北海道旅客鉄道(JR北海道)は、2017年7月12日に新型の電気式気動車「H100形」の試作車をリリースしました。道内のローカル線を中心に活躍している「キハ40形」の老朽化が進んでいることから、その置き換えを目的に2019年移行量産を行い営業運転を目指します。
「H100形」はJR東日本新型車両GV-E400系をベースに開発
https://www.jrhokkaido.co.jp/press/2017/170712-2.pdf
今回、JR北海道が開発した新型電気式気動車は、JR東日本が開発した電気式気動車「GV-E400系」をベースに開発されました。
JR東日本「GV-E400系」は、新潟・秋田地区へ導入予定の新型車両で、新潟地区に2019年に秋田地区に2020年を目処に営業運転を目指して準備が進められています。

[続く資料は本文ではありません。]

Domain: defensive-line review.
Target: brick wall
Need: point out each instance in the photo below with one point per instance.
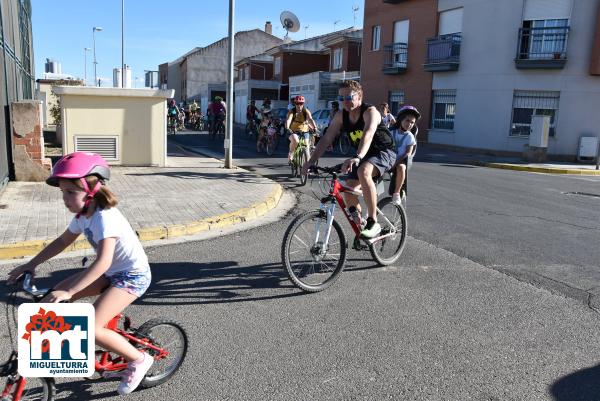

H100形は、北海道では初となる電気式気動車となり、「Diesel Electric Car with MOtors(モーターで走行する電気式気動車)」の文字から「DECMO(デクモ)」という愛称が付けられました。GV-E400系に極寒対策など北海道の気候に合わせてカスタマイズを行っています。
2018年2月に試作車(量産先行車)2両の落成を予定しており、2019年を目処に旅客を乗せて営業運転を行う予定です。
車齢30年の「キハ40系」計166両を順次置き換え
JR北海道が所有する車齢30年の「キハ40系」166両を2019年の営業運転を機に順次置き換えていく予定です。
車両の量産は、2018年2月に落成を予定している試作車で走行試験をなどを検証した上で、営業運転を開始を予定している2019年より行われます。
キハ40系は、リリースされてから30年を経過しており、国鉄時代はローカル線の主力車両として日本各地で活躍していましたが、老朽化が激しく既に一部の車両部品が生産中止されていることから、メンテナンスや保守に多額のコストが重荷になっており、JR他社でも順次新型車両や代替車両に置き換える動きが相次いでいます。
電気式気動車はディーゼルエンジンの動力で発電したモーターで走行する列車
今回開発される電気式気動車H100形は、ディーゼルエンジンの動力で発電した電気を使いモーターを動かすことで列車を走行を行います。
キハ40系は、ディーゼルエンジンを駆動することにより走行するもので、排出ガスによる地球環境への影響や電気で走行する一般的な電車とは異なり、構造が複雑であることや機器の故障がしやすいなどメンテナンスと保守に多くの手間とコストが発生していました。
今回、ディーゼルエンジンは電気の発電のみに使われることから、従来の気動車に比べ排出ガスが大幅に削減され地球環境にも優しいことや、電車と同様の機器が採用できるなどメンテナンスや保守などにかかわるコストや手間を削減できるメリットがあります。